ICICI, HDFC end special home loans

ICICI, HDFC end special home loans

Mumbai: ICICI Bank Ltd and Housing Development Finance Corp. Ltd (HDFC) won’t extend their special home loan schemes, taking heed of the central bank’s reservations over the so-called “teaser" rates in its 2 November monetary policy review.

The move, which brings to a halt the one-year-old practice of attracting homebuyers by offering lower rates of interest in the first few years of housing loans, also comes after six interest rate increases by the Reserve Bank of India (RBI) since January raised the cost of funds for financial institutions.

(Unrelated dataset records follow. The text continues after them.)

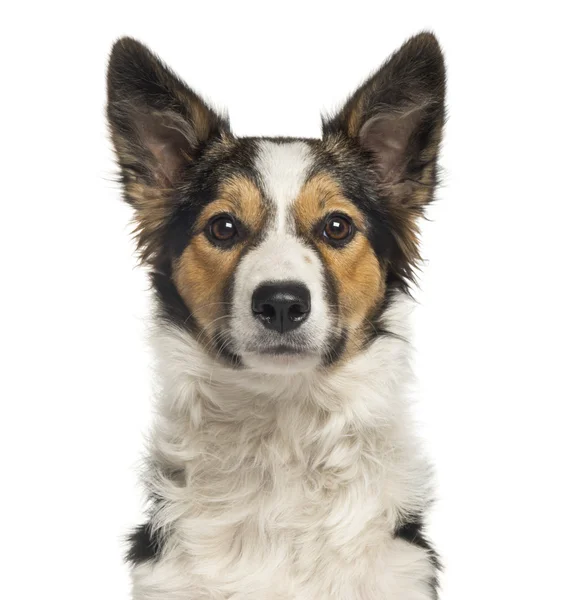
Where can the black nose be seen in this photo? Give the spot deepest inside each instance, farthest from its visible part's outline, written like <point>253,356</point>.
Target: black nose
<point>281,306</point>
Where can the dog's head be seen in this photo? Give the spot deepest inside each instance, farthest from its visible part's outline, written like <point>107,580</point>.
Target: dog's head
<point>278,253</point>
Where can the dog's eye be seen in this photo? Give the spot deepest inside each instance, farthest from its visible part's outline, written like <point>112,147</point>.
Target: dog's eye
<point>222,229</point>
<point>338,229</point>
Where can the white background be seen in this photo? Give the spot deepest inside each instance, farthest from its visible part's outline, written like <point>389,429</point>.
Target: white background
<point>492,327</point>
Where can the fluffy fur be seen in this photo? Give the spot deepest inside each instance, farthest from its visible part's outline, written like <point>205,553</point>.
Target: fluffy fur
<point>281,466</point>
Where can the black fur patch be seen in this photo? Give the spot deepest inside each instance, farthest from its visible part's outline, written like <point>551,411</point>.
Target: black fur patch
<point>412,532</point>
<point>145,544</point>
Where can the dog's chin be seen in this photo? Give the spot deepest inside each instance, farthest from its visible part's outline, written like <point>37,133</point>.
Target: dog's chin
<point>281,360</point>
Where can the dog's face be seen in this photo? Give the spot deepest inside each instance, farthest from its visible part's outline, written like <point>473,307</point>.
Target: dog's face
<point>278,253</point>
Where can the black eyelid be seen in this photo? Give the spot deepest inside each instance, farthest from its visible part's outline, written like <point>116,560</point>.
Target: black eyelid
<point>320,229</point>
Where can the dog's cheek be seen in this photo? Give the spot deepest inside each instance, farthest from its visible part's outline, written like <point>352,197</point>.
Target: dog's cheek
<point>201,275</point>
<point>360,285</point>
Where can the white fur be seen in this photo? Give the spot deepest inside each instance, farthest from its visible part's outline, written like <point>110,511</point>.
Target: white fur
<point>281,256</point>
<point>285,488</point>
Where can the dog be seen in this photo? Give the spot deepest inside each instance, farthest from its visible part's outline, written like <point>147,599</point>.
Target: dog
<point>282,463</point>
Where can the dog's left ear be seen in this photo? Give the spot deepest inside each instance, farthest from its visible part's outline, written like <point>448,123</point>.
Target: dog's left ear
<point>397,117</point>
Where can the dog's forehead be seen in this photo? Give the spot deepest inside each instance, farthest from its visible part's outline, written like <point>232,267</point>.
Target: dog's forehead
<point>282,169</point>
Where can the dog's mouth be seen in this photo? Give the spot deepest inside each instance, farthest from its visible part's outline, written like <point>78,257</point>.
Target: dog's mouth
<point>274,358</point>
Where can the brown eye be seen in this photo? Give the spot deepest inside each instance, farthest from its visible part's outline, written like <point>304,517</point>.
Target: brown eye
<point>338,229</point>
<point>222,229</point>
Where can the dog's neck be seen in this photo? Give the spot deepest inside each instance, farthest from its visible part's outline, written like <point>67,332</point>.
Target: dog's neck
<point>223,434</point>
<point>195,388</point>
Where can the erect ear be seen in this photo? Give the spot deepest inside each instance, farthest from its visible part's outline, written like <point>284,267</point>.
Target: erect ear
<point>397,115</point>
<point>158,126</point>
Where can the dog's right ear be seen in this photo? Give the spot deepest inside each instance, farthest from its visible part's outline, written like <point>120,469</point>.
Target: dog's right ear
<point>158,126</point>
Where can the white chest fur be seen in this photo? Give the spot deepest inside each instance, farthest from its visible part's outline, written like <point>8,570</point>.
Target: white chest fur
<point>288,488</point>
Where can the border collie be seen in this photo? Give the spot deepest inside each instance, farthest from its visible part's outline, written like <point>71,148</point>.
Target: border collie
<point>282,464</point>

Both ICICI Bank and HDFC said on Wednesday that they will not extend the scheme beyond their 30 November deadlines. State Bank of India, however, will stick to its deadline of 31 December, by when the scheme will end.

Home loan seekers will now have to look at rates “above 9% and trending upwards in the next six to nine months", said Vaibhav Agarwal, vice-president (research) at Angel Broking Ltd.

ICICI Bank offered a fixed rate of 8.5% in the first year, rising to 9.25% in the second. A regular floating rate would apply in the third year.

HDFC offered loans at 8.5% until March and 9.25% for one year starting April 2011, for loans applied for by 30 November.

“The cost of funds has increased for everyone in general and so we had decided sometime back that we will not extend this," said Renu Sud Karnad, joint managing director of HDFC. “Besides, as we know, RBI is also not happy with such schemes."

RBI had said that banks do not take into account the repaying capacity of the borrower at normal lending rates at the initial appraisal.

“This practice raises concern as some borrowers may find it difficult to service the loans once the normal interest rate, which is higher than the rate applicable in the initial years, becomes effective," RBI had said in November.

Such loans were offered at a discount for the first two years and then rose, reflecting the bank’s real lending rate.

RBI also raised provisioning for housing loans in its last policy review, telling banks to keep aside 2% of the loan value against 0.4% earlier, also serving to make mortgage lending costlier for banks.

Nearly 20-25% of banks’ outstanding housing loan portfolio of around Rs3.4 trillion was linked to teaser rates as of 30 September, according to a report by rating agency Crisil Ltd on 3 November.

Out of HDFC’s mortgage portfolio of Rs1.06 trillion, nearly 27% is under the special loan scheme that was introduced in December 2009, Crisil had said.